Ce que je retiens de cette expérience et de ces 3 années d’acharnement, c’est surtout le soutien de mon mari qui m’a consolée, qui a assuré et assumé chaque instant, le soutien de beaucoup de personnes qui m’entourent (surtout mes supers collègues et mes parents), le personnel de la PMA (infirmières, gynécologues, .…) qui mettent tout en place pour que la magie s’opère dans les meilleures conditions possibles, l’évolution dans la vie et le regard sur les autres qui sont parfois maladroits mais toujours bienveillants. J’ai eu la chance de recevoir beaucoup d’amour et je leur en serai toujours reconnaissante. Malgré cela, je me sentais très seule de vivre cela (personne autour de moi n’avait vécu cela et ne comprenait réellement) et un sentiment d’injustice a prédominé tout au long de mon parcours.

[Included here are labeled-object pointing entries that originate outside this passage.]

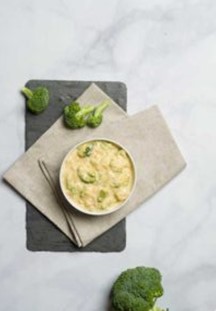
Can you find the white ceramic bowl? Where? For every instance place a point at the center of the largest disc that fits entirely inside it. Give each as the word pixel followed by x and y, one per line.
pixel 82 209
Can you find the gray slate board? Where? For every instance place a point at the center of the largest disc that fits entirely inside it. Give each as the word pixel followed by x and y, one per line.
pixel 42 235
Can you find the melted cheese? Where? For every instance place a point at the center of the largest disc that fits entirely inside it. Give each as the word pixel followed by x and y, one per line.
pixel 98 175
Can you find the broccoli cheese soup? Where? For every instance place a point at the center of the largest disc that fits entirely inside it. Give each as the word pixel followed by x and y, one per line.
pixel 97 176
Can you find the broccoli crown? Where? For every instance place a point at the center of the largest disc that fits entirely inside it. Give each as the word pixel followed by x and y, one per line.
pixel 96 117
pixel 75 116
pixel 37 99
pixel 137 289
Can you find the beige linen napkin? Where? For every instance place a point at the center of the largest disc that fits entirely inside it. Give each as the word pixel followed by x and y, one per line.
pixel 145 135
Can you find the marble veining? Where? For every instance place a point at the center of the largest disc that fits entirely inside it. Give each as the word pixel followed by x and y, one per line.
pixel 165 52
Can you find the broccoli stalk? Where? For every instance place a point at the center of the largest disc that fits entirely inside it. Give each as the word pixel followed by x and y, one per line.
pixel 75 116
pixel 137 290
pixel 37 99
pixel 96 117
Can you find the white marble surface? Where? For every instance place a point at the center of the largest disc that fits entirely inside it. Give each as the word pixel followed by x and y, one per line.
pixel 165 51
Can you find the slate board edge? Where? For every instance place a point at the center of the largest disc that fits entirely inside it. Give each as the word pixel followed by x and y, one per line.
pixel 37 247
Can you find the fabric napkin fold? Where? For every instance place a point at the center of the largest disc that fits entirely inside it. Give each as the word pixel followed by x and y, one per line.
pixel 145 135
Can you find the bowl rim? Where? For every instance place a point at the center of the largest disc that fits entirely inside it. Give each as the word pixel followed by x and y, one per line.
pixel 77 206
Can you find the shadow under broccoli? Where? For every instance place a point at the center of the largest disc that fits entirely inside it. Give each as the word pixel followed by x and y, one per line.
pixel 137 289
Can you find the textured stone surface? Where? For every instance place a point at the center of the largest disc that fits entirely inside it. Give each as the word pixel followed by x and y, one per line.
pixel 42 235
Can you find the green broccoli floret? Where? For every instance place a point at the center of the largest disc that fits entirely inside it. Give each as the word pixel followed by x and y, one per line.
pixel 37 99
pixel 96 117
pixel 137 289
pixel 75 116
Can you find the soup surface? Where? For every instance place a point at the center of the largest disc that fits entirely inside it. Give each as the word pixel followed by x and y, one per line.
pixel 98 175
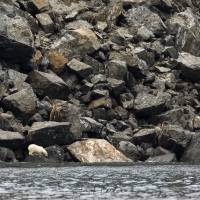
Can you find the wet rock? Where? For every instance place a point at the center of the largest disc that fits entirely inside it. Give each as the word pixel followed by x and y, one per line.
pixel 50 133
pixel 145 135
pixel 174 138
pixel 15 35
pixel 189 66
pixel 57 63
pixel 67 112
pixel 96 150
pixel 45 84
pixel 146 105
pixel 129 150
pixel 22 103
pixel 7 155
pixel 142 16
pixel 191 154
pixel 81 69
pixel 11 140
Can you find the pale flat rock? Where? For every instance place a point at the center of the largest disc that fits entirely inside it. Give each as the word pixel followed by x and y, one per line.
pixel 96 150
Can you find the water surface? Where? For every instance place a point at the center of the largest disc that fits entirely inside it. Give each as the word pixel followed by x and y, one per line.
pixel 119 181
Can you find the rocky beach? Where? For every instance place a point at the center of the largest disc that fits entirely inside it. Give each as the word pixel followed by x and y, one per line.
pixel 100 80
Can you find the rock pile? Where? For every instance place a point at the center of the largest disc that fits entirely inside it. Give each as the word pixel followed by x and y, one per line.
pixel 126 71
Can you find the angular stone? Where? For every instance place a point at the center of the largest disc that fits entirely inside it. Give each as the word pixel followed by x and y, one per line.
pixel 104 102
pixel 50 133
pixel 129 150
pixel 16 39
pixel 142 16
pixel 67 112
pixel 190 66
pixel 11 140
pixel 167 158
pixel 57 63
pixel 22 103
pixel 145 135
pixel 46 22
pixel 96 150
pixel 147 105
pixel 7 155
pixel 192 153
pixel 45 84
pixel 174 138
pixel 81 69
pixel 116 69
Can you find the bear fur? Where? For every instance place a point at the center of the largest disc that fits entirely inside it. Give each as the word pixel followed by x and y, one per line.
pixel 35 149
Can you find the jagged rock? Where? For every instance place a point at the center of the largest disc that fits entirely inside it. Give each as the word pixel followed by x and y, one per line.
pixel 50 133
pixel 116 69
pixel 22 103
pixel 190 66
pixel 174 138
pixel 55 153
pixel 16 38
pixel 45 84
pixel 96 150
pixel 57 63
pixel 167 158
pixel 76 44
pixel 185 27
pixel 142 16
pixel 11 140
pixel 104 102
pixel 7 155
pixel 89 125
pixel 192 154
pixel 129 150
pixel 67 112
pixel 145 135
pixel 81 69
pixel 147 105
pixel 9 123
pixel 46 22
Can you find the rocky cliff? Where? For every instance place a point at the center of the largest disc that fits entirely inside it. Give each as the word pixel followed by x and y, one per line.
pixel 127 71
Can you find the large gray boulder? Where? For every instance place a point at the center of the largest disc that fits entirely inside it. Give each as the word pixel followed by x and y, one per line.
pixel 11 140
pixel 50 133
pixel 45 84
pixel 189 66
pixel 22 103
pixel 16 39
pixel 96 150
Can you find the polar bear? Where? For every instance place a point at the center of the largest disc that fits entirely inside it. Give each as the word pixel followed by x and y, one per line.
pixel 35 149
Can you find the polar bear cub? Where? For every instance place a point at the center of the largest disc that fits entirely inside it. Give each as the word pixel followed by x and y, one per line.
pixel 35 149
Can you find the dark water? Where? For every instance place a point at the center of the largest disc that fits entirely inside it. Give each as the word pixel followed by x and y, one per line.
pixel 124 181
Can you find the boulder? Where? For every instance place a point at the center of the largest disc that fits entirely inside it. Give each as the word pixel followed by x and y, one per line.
pixel 192 153
pixel 141 16
pixel 22 103
pixel 147 135
pixel 96 150
pixel 7 155
pixel 147 105
pixel 11 140
pixel 67 112
pixel 45 84
pixel 50 133
pixel 189 66
pixel 16 38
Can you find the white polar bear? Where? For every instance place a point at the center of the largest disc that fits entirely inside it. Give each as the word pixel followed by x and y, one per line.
pixel 35 149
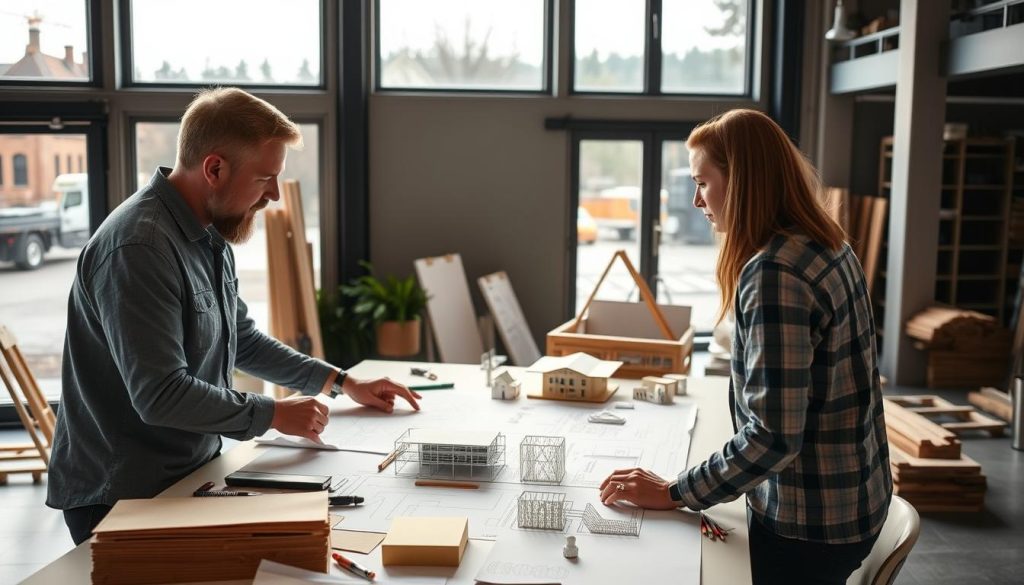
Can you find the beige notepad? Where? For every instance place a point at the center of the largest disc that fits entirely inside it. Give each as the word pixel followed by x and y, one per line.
pixel 428 540
pixel 363 542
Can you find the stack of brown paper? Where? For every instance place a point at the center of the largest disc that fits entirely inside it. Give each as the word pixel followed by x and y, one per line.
pixel 173 540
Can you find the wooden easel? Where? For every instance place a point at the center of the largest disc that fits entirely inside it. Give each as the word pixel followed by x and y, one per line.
pixel 35 413
pixel 294 320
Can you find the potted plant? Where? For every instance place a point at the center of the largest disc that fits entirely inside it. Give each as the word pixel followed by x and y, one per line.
pixel 392 306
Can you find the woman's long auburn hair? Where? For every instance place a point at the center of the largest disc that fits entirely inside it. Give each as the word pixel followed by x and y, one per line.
pixel 771 189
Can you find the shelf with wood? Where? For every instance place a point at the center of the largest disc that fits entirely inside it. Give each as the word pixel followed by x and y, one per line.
pixel 976 219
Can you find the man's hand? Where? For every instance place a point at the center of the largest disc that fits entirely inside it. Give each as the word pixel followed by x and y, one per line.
pixel 639 487
pixel 301 416
pixel 378 393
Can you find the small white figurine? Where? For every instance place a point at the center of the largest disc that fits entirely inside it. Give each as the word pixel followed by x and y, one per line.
pixel 569 550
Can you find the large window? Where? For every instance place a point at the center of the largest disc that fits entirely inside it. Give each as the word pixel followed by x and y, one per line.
pixel 664 47
pixel 155 145
pixel 635 193
pixel 236 42
pixel 44 41
pixel 45 220
pixel 463 44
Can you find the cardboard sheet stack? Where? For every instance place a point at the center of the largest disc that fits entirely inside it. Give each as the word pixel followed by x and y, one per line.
pixel 174 540
pixel 965 348
pixel 929 469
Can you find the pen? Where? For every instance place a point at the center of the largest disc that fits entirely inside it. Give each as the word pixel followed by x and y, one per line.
pixel 344 500
pixel 425 373
pixel 351 566
pixel 222 493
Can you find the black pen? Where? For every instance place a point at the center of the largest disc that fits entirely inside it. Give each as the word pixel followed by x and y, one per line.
pixel 222 493
pixel 344 500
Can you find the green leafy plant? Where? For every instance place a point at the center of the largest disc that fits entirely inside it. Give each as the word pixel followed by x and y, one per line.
pixel 377 300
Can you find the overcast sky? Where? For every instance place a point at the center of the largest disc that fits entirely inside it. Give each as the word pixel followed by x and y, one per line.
pixel 195 34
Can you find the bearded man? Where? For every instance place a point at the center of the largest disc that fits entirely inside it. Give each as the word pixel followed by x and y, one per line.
pixel 156 326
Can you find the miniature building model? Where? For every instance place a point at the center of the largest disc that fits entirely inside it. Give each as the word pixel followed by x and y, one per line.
pixel 505 387
pixel 655 389
pixel 680 383
pixel 599 525
pixel 544 510
pixel 450 454
pixel 576 377
pixel 542 459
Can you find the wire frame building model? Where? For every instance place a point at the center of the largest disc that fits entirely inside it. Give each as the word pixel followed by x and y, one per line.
pixel 598 525
pixel 449 454
pixel 542 510
pixel 542 459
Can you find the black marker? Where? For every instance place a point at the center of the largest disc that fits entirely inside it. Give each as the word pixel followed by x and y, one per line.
pixel 344 500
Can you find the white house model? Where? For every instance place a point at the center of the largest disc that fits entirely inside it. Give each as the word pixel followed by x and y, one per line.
pixel 655 389
pixel 576 377
pixel 505 387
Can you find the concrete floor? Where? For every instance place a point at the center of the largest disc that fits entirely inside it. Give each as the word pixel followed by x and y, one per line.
pixel 953 548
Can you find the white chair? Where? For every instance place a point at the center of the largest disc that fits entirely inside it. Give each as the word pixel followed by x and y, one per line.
pixel 899 534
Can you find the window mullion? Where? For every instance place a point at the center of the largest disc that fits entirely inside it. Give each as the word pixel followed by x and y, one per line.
pixel 652 84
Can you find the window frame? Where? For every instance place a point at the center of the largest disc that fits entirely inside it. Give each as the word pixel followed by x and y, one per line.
pixel 93 36
pixel 653 57
pixel 126 53
pixel 547 64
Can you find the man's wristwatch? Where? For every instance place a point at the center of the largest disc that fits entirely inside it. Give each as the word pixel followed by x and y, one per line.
pixel 674 493
pixel 336 386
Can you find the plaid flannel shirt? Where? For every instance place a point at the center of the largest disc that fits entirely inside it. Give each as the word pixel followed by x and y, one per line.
pixel 810 449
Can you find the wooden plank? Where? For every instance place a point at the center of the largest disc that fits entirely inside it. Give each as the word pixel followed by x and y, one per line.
pixel 918 435
pixel 307 292
pixel 876 233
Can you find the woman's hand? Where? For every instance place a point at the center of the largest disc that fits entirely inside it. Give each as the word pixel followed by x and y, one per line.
pixel 378 393
pixel 638 487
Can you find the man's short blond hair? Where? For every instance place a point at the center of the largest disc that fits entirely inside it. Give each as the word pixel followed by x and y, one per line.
pixel 228 121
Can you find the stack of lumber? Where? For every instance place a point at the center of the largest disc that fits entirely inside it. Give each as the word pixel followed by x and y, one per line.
pixel 928 468
pixel 938 485
pixel 175 540
pixel 294 319
pixel 965 348
pixel 957 418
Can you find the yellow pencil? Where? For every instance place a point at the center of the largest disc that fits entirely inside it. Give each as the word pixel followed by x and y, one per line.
pixel 445 484
pixel 387 461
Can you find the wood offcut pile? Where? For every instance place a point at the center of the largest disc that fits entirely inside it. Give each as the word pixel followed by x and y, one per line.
pixel 965 348
pixel 928 468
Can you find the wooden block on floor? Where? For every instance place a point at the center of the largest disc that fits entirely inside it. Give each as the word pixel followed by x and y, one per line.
pixel 968 418
pixel 918 435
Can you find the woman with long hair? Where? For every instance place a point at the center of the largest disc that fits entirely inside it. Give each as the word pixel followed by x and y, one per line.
pixel 810 450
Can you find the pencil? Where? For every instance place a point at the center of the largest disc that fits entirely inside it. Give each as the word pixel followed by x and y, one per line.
pixel 445 484
pixel 387 461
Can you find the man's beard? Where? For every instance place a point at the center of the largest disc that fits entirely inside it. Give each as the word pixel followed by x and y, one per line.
pixel 237 230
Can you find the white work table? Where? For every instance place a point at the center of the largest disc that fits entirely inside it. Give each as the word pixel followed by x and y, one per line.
pixel 721 562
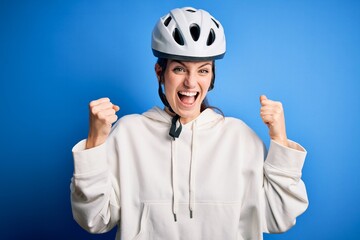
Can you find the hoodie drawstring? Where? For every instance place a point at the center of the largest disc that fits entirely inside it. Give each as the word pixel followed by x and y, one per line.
pixel 174 179
pixel 175 204
pixel 192 170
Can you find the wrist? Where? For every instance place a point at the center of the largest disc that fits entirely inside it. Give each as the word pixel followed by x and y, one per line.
pixel 92 142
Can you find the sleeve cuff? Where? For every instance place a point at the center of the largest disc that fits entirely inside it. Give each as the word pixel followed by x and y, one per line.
pixel 286 158
pixel 87 161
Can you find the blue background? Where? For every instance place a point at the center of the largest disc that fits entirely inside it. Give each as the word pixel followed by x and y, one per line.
pixel 56 56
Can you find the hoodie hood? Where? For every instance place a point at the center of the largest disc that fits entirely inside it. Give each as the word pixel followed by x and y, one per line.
pixel 206 119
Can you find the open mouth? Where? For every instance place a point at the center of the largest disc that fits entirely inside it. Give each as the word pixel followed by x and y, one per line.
pixel 188 98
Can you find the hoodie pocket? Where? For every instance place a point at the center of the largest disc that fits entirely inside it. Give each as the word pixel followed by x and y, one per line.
pixel 211 221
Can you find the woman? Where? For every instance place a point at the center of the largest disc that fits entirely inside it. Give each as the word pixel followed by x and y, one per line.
pixel 186 172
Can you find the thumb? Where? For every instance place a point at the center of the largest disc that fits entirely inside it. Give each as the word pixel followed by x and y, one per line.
pixel 262 98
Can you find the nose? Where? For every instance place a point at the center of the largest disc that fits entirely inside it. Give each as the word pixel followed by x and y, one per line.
pixel 190 81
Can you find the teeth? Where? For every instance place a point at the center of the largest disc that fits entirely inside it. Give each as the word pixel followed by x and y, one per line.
pixel 189 94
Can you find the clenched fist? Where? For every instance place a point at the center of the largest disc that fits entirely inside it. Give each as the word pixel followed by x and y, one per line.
pixel 272 114
pixel 102 116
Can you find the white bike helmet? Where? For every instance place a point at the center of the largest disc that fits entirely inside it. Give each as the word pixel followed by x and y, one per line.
pixel 188 34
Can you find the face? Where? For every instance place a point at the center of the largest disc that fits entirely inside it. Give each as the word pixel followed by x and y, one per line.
pixel 186 85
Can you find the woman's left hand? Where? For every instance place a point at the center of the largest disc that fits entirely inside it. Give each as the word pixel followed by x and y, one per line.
pixel 272 114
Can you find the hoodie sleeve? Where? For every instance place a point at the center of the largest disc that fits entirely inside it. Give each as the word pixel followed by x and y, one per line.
pixel 94 191
pixel 285 195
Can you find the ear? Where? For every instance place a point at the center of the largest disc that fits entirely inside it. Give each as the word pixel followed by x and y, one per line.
pixel 158 71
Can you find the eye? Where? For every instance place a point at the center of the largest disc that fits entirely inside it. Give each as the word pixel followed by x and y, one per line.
pixel 204 71
pixel 178 69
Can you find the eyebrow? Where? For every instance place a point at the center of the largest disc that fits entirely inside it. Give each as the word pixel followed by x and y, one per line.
pixel 182 63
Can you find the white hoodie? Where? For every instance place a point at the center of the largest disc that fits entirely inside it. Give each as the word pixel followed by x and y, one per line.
pixel 210 183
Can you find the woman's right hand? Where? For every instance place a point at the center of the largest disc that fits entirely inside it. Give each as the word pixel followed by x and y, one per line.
pixel 102 116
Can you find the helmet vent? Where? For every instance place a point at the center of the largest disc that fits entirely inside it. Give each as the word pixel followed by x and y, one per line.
pixel 216 23
pixel 177 37
pixel 195 32
pixel 167 21
pixel 211 37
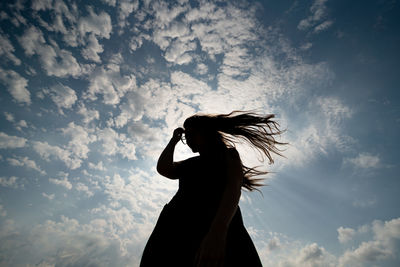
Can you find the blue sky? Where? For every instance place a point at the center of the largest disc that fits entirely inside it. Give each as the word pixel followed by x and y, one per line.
pixel 91 92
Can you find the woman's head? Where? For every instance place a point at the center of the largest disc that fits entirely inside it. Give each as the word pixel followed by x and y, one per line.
pixel 224 130
pixel 201 133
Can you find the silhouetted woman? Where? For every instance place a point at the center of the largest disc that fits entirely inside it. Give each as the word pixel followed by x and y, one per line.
pixel 202 225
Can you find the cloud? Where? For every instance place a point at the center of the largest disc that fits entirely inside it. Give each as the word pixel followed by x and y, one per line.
pixel 345 234
pixel 80 138
pixel 46 151
pixel 317 18
pixel 114 143
pixel 323 131
pixel 383 247
pixel 48 196
pixel 93 49
pixel 11 182
pixel 8 141
pixel 62 181
pixel 7 50
pixel 16 86
pixel 25 161
pixel 55 61
pixel 66 242
pixel 98 24
pixel 84 188
pixel 63 96
pixel 108 82
pixel 3 212
pixel 87 113
pixel 364 161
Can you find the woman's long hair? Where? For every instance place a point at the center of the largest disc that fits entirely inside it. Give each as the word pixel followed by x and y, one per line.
pixel 257 130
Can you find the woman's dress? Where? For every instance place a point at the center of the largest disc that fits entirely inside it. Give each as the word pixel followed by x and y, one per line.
pixel 186 219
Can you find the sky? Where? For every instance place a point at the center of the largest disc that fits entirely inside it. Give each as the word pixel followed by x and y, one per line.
pixel 91 91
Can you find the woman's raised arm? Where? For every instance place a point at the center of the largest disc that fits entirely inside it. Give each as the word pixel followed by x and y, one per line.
pixel 166 165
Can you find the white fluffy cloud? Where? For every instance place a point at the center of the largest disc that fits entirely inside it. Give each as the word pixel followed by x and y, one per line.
pixel 384 246
pixel 62 181
pixel 7 50
pixel 26 162
pixel 364 161
pixel 98 24
pixel 345 234
pixel 16 85
pixel 114 143
pixel 109 82
pixel 11 182
pixel 63 96
pixel 55 61
pixel 46 151
pixel 317 19
pixel 80 138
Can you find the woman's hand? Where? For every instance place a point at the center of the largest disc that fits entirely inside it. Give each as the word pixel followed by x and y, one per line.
pixel 212 250
pixel 177 134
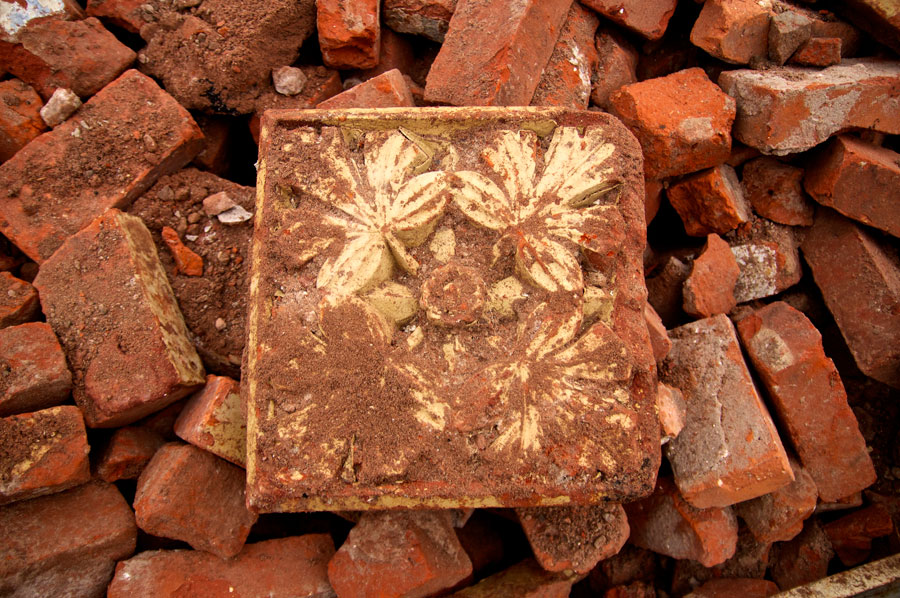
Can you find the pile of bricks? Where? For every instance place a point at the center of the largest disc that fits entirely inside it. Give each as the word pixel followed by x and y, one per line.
pixel 128 130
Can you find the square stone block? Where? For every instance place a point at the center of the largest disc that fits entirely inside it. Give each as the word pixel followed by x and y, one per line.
pixel 446 311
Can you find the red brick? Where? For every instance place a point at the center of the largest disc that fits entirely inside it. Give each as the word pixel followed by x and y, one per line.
pixel 525 579
pixel 78 55
pixel 127 453
pixel 729 450
pixel 790 109
pixel 493 54
pixel 187 494
pixel 34 371
pixel 859 180
pixel 49 195
pixel 66 544
pixel 735 31
pixel 108 278
pixel 851 536
pixel 349 33
pixel 575 538
pixel 860 282
pixel 779 515
pixel 709 289
pixel 408 554
pixel 683 121
pixel 616 65
pixel 648 18
pixel 20 116
pixel 786 351
pixel 294 566
pixel 667 524
pixel 213 420
pixel 44 452
pixel 775 190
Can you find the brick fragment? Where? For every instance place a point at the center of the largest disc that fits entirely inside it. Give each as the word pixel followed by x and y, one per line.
pixel 187 494
pixel 729 450
pixel 66 544
pixel 43 452
pixel 858 179
pixel 786 351
pixel 408 554
pixel 213 420
pixel 775 190
pixel 349 33
pixel 709 289
pixel 20 118
pixel 294 566
pixel 648 18
pixel 791 109
pixel 493 54
pixel 851 536
pixel 683 121
pixel 575 538
pixel 387 90
pixel 860 282
pixel 78 55
pixel 34 371
pixel 108 278
pixel 667 524
pixel 566 80
pixel 49 194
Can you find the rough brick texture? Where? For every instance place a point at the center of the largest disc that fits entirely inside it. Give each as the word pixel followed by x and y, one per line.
pixel 66 544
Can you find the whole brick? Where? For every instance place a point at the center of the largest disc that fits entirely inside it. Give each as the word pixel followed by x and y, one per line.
pixel 791 109
pixel 187 494
pixel 66 544
pixel 860 282
pixel 786 351
pixel 127 135
pixel 858 179
pixel 43 452
pixel 493 54
pixel 729 450
pixel 78 55
pixel 403 554
pixel 294 566
pixel 107 298
pixel 34 373
pixel 683 121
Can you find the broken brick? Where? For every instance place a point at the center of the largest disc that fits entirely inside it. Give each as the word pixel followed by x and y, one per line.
pixel 20 116
pixel 860 282
pixel 786 351
pixel 187 494
pixel 709 289
pixel 78 55
pixel 106 285
pixel 412 554
pixel 387 90
pixel 859 180
pixel 729 450
pixel 667 524
pixel 683 121
pixel 575 538
pixel 63 180
pixel 791 109
pixel 66 544
pixel 294 566
pixel 213 420
pixel 44 452
pixel 349 33
pixel 775 190
pixel 493 54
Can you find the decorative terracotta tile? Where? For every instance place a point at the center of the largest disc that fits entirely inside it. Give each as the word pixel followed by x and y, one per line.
pixel 447 310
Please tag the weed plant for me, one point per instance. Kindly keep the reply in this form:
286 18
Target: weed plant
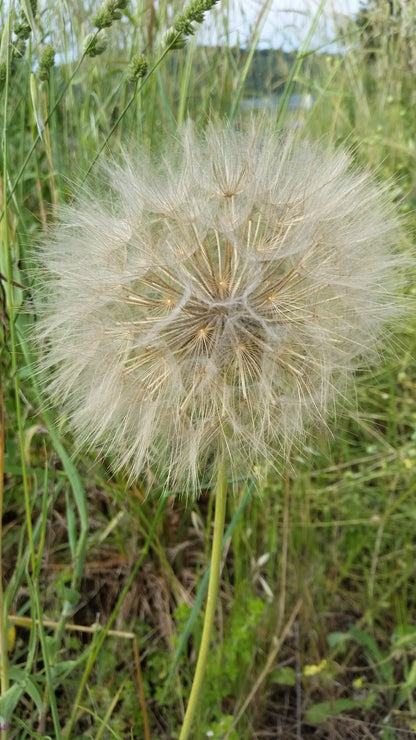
102 585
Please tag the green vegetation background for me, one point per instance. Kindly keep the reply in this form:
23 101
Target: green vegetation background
316 626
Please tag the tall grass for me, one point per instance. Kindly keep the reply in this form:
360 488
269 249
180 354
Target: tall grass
102 587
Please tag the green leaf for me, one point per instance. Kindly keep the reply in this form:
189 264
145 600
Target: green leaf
9 701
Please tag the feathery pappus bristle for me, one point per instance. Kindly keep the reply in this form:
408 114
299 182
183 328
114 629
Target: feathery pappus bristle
218 303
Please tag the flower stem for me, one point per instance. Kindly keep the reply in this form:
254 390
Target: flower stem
220 506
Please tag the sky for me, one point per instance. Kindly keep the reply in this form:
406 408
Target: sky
285 23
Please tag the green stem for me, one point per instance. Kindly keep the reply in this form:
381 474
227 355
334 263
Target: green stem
220 507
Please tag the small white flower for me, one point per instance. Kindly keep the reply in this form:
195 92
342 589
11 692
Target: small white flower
217 302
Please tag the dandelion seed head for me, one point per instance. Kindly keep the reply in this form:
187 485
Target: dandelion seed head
217 302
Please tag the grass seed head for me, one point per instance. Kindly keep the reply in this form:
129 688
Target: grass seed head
218 303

J’essaie donc d’accompagner au mieux ou de soutenir les personnes qui m’entourent et qui vivent cela. Je ne veux pas qu’ils vivent cette solitude. Même si vous n’avez jamais été concerné, je vous assure que l’écoute, l’amour, l’intérêt et le soutien (sans donner des conseils, surtout si vous n’êtes pas passé par là!) fait énormément de bien. Je témoigne pour cela, pour que vous puissiez comprendre et soulager vos amis ou les membres de votre famille qui passent par là. C’est ce soutien qui aide à passer les étapes et à tenir bon, à se battre jusqu’au bout et à mieux le vivre.

6 mois après la naissance de Julien, nous avons pensé que nous pourrions essayer naturellement d’avoir un deuxième enfant (et oui, nous sommes bornés) et quand notre garçon a eu 1 an, nous avons repris les démarches. Comme il nous restait des embryons congelés, nous n’avions pas besoin de repasser par une ponction (c’est déjà ça). Nous en avons implanté 1 qui a pris de suite. A l’heure d’écrire ce témoignage, je suis enceinte de 9 mois et nous nous préparons à accueillir, d’un instant à l’autre, notre petite fille, notre deuxième merveille.

Alors, même si ce fut difficile, MERCIIIIIIII à la vie et à la médecine qui fait que tout est possible!
Et merciiiii à ceux qui ont été là pour moi! Je vous aime et je n’oublierai jamais ce que vous avez fait pour moi!